[W.A. Mozart, Klavierkonzert Nr. 20 d-moll, KV 466, Clara Haskil, Orchestre National de France, Paul Hindemith, Montreux 22.9.1957]
Konzertrepertoire
Im Zentrum der Hindemithschen Dirigate standen – neben seinen eigenen Werken – zunächst Kompositionen von Bach, Mozart, Bruckner und Reger. Doch erweiterte er planvoll das Repertoire mit Werken, die er vernachlässigt fand, etwa mit Beethovens ‹Großer Fuge› op. 133 in einer Fassung für Streichorchester, Mendelssohns ‹Hebriden›-Ouvertüre und der ‹Schottischen Symphonie›, Liszts ‹Orpheus› und vor allem mit Ouvertüren von Cherubini, die er sehr schätzte. Aus dem 20. Jahrhundert berücksichtigte er Werke von Bartók, Blacher, Berg, Dallapiccola, Genzmer, Hartmann, Heiller, Honegger, Milhaud, Oboussier, Petrassi, Piston, Prokoffiew, Schönberg, Schreker, Strawinsky, Walton und Webern. In der Regel eröffnete er seine Konzerte durch eine Ouvertüre oder eine kurze Sinfonie, ließ ein eigenes Werk folgen und schloss mit einem gewichtigen Werk aus dem 19. Jahrhundert.
Gegen Ende der 1950er Jahre verlagerte sich sein Repertoire. Hindemith führte nun häufig Werke auf, die wegen Besetzungsproblemen keine Chancen im Musikbetrieb hatten, die er jedoch durch seine Autorität durchsetzen konnte, er griff auf Chormusik zurück und mischte alte und neueste Musik.
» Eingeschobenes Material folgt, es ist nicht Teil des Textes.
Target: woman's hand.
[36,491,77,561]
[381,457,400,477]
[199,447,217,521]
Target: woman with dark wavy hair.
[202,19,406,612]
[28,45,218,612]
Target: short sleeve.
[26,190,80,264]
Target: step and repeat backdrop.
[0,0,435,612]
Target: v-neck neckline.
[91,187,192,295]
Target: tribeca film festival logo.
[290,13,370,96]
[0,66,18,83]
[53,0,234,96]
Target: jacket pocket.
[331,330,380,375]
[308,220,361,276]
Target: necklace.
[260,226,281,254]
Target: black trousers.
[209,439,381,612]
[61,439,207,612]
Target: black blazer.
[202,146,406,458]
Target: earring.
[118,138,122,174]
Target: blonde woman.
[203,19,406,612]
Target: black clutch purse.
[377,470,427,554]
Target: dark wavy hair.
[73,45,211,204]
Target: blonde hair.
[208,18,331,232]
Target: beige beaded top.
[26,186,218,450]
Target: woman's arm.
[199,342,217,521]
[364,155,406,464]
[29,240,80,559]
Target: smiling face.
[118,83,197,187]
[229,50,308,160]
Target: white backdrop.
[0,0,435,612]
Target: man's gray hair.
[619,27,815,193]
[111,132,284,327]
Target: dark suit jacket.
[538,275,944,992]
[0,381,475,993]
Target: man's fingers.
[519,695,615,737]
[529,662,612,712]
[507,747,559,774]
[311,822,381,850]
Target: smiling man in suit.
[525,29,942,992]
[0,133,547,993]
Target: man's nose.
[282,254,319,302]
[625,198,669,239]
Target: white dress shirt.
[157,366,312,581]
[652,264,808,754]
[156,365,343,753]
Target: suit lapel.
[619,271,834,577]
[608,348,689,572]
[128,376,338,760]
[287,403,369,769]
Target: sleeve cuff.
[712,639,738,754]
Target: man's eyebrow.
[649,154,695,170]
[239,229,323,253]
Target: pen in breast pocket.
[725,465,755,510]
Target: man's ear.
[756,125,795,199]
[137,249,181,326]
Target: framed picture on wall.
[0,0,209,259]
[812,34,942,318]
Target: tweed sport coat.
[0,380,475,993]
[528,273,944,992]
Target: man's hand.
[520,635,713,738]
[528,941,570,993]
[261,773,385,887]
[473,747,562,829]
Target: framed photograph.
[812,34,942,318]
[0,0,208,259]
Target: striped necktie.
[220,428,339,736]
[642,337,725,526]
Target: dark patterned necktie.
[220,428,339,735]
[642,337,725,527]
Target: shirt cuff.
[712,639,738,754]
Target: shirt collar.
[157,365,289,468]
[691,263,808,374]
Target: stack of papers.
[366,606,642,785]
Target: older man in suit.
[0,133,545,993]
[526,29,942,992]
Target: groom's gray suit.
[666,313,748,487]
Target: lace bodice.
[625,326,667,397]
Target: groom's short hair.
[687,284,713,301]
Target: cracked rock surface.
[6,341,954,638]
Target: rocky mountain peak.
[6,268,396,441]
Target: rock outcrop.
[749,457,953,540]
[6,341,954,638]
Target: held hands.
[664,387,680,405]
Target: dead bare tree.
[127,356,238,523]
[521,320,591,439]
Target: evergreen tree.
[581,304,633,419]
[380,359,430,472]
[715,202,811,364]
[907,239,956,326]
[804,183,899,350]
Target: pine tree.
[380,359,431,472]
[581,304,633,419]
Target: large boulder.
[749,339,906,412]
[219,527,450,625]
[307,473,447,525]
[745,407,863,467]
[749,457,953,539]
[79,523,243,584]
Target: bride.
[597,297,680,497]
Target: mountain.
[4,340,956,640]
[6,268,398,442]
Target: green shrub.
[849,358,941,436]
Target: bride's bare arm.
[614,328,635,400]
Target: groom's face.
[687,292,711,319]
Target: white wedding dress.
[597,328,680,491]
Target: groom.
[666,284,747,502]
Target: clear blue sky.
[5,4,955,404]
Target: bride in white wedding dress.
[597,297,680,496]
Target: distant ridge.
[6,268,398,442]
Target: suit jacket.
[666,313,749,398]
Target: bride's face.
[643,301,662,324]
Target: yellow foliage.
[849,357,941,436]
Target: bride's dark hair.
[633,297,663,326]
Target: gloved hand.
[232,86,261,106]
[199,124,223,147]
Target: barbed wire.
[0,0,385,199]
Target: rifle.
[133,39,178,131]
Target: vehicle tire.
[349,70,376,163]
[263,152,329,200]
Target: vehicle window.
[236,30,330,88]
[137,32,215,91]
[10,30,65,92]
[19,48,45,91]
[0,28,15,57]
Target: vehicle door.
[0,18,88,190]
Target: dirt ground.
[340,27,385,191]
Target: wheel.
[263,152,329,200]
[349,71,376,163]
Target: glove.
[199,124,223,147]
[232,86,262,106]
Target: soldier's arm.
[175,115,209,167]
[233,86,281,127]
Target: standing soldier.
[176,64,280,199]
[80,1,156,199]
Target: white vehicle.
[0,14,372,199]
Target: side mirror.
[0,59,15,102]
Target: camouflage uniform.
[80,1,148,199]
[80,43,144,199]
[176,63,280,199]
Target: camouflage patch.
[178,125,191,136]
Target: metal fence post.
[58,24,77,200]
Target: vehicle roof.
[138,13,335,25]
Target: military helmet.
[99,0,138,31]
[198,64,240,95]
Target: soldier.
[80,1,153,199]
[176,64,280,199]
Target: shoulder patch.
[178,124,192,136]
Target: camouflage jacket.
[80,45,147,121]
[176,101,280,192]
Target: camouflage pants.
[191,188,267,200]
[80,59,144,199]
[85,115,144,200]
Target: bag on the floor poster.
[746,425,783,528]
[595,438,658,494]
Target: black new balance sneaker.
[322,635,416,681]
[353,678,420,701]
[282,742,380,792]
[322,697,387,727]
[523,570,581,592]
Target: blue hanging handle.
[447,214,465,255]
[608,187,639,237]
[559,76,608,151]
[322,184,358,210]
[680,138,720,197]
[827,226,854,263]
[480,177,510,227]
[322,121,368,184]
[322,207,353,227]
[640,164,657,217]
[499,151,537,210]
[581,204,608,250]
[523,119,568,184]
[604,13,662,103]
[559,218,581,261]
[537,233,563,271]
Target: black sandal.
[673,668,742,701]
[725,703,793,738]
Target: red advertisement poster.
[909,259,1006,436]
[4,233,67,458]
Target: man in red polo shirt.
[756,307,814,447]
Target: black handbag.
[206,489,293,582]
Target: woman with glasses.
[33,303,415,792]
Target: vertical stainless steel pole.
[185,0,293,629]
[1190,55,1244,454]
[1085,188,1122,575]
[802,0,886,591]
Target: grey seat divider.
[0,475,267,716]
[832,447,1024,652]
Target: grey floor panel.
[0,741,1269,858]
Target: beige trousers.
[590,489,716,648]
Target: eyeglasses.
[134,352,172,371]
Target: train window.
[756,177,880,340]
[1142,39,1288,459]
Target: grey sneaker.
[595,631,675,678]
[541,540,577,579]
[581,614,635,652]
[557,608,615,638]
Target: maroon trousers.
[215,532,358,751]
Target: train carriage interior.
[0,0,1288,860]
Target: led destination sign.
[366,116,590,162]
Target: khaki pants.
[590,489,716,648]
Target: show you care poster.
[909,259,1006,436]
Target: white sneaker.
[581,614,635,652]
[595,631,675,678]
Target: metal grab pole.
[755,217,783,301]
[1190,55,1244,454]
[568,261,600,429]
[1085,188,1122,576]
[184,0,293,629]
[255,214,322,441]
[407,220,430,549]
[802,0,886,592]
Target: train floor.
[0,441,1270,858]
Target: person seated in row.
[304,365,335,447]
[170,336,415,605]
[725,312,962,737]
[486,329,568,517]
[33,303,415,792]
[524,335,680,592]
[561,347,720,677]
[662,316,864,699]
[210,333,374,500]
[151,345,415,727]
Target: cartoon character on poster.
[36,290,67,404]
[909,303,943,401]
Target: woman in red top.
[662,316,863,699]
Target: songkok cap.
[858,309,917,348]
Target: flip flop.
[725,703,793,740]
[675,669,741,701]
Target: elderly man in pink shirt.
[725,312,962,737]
Dabei dirigierte er nicht nur, sondern spielte bei Aufführungen Alter Musik auf einem historischen Instrument mit. Hindemith wollte auf diese Weise Aufführungen Alter Musik den musealen Charakter nehmen und Neue Musik aus dem Ghetto von Spezialveranstaltungen befreien. In seinen Konzerten konnte durch alle Gattungen und Stile hindurch eine substantielle Einheit der Musik spürbar werden. Hindemith war im 20. Jahrhundert der letzte Musiker, der tendenziell das gesamte Repertoire der Musik beherrschte und aufführte.